The response I received to that post (and there was a lot) was evenly split.  It consisted of:

  1. Praise over the ideas expressed in the post (one woman told me that she will be placing a copy of the post in all future baby shower cards)
  2. Doubt and downright disagreement over the supposition that there is one best way to parent

Surprisingly, no one objected to my recommended style of parenting.  Opposition only resided in the notion that there was one best way to parent.   

Specifically, people said that while my description of ideal parenting might be effective, parents who have taken opposing positions have also raised children who grew into loving, caring, productive adults.  Therefore, no single method of parenting is necessarily correct, and different parenting styles might be required for different children.   

I’ve been thinking about this argument ever since. 

It is true that a less earnest, less deliberate parenting style like the one I described has proven to be effective for many, many children.  As a teacher of thirteen years who has gotten to know hundreds of kids and their families, I can attest to this.   

In fact, my parents barely parented me.  My mother and evil step-father could not have been less ferocious about the way they raised me, and I am quite pleased with the way I turned out. 

But here’s the thing:

I still think that I am right.

I think that there are many good and perfectly acceptable ways of parenting that will yield outstanding results, and I also feel that despite universally-acknowledged bad parenting, kids can turn out just fine as well.  But I still believe that there is probably one best way of parenting, and my philosophy comes closest to it.

This doesn’t mean that other ways, including ill-advised means of parenting, can’t be effective.  It simply means that the chances of them being effective are reduced.   

For example, we all know or have heard of someone who lived well into his nineties while smoking two packs of cigarettes a day

Does this mean that smoking is a good thing for some people, or does it mean that bad decisions can still produce positive results?
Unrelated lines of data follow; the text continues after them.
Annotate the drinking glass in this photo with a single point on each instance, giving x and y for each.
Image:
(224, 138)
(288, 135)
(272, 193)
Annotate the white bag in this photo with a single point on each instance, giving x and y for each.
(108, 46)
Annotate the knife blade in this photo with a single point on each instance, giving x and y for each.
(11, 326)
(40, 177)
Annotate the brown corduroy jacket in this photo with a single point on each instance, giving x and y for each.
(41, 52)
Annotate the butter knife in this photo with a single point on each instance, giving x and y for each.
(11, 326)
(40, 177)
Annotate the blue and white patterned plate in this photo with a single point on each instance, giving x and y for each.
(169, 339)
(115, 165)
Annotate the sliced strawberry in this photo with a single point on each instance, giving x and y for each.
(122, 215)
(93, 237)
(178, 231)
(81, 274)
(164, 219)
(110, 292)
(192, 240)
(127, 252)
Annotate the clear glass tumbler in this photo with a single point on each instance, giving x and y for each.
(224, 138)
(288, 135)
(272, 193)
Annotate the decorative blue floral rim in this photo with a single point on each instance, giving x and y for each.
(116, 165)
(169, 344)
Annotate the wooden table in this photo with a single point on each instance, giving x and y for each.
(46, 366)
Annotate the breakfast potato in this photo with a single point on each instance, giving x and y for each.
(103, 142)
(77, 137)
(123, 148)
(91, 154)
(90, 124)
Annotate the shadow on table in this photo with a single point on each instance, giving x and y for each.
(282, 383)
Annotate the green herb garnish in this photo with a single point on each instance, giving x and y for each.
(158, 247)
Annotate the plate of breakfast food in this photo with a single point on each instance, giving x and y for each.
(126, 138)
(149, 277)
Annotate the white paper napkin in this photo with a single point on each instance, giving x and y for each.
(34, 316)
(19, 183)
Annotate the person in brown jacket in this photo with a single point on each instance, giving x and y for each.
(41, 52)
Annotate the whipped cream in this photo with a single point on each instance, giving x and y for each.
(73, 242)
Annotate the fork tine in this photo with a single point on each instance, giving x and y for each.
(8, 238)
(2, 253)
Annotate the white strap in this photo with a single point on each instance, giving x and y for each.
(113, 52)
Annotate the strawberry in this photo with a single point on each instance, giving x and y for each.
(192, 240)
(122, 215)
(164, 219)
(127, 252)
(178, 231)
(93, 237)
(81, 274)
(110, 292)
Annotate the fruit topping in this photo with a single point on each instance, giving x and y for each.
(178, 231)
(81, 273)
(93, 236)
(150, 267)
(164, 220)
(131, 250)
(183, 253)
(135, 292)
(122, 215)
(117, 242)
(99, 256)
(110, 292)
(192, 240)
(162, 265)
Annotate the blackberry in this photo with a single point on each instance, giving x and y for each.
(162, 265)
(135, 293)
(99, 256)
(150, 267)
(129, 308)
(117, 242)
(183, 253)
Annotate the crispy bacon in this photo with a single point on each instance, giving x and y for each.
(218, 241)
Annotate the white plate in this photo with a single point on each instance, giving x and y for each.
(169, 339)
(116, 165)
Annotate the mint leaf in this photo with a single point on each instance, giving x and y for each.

And could the smoker who died at 95 have lived to 110 had he not smoked?

Measuring lost potential is an impossible task.

Although I am pleased with the way I turned out and am at least moderately successful in terms of meeting my life goals, what could I have been had there been books in books in my childhood home and help with my homework and parents who did not allow me to stay out at all hours on a school night?

What if my parents had attended my Little League games and track meets and fed me more than bologna on bread for lunch everyday and required me to practice my instrument and read every night?

What if I had been sent to college immediately after high school instead of having to claw and scrape my way to get there years later?

Where might I be today?

And yet my mother might say that her style of parenting worked out just fine for me, and who could argue?  Her son is a successful teacher and novelist and he owns a small business.  He is married to a great woman and is raising a bright, precocious, well behaved daughter.

But this doesn’t mean that her parenting decisions were right.  While I have managed to survive and thrive, my sister has had a considerably tougher life and my brother disappeared five years ago and has not been seen or heard of since.

I managed to beat the odds, but they were certainly stacked against me.      

No, I suspect that there is a best way of parenting, and I suspect that my philosophy of ferocity is close to it.

And I know this makes some people angry, especially if they have adopted an opposing philosophy, because parenting is a very personal matter, and to question one’s decisions in regards to their children treads on dangerous ground.

But relax. Just because I think I am right doesn’t mean that I am right.

I mean, I am right, or close to it.  But you can think otherwise.  

And it also doesn’t mean that I always adhere to this philosophy.  There are nights when my ferocity wanes as I battle with my daughter over brushing her teeth and rainy days when I cave into her demands to watch Sesame Street when I know that we cannot play outside.

Having a philosophy and adhering to it all of the time are two entirely different things.

I am not always as ferocious as I should be. 

But I still believe that I should be.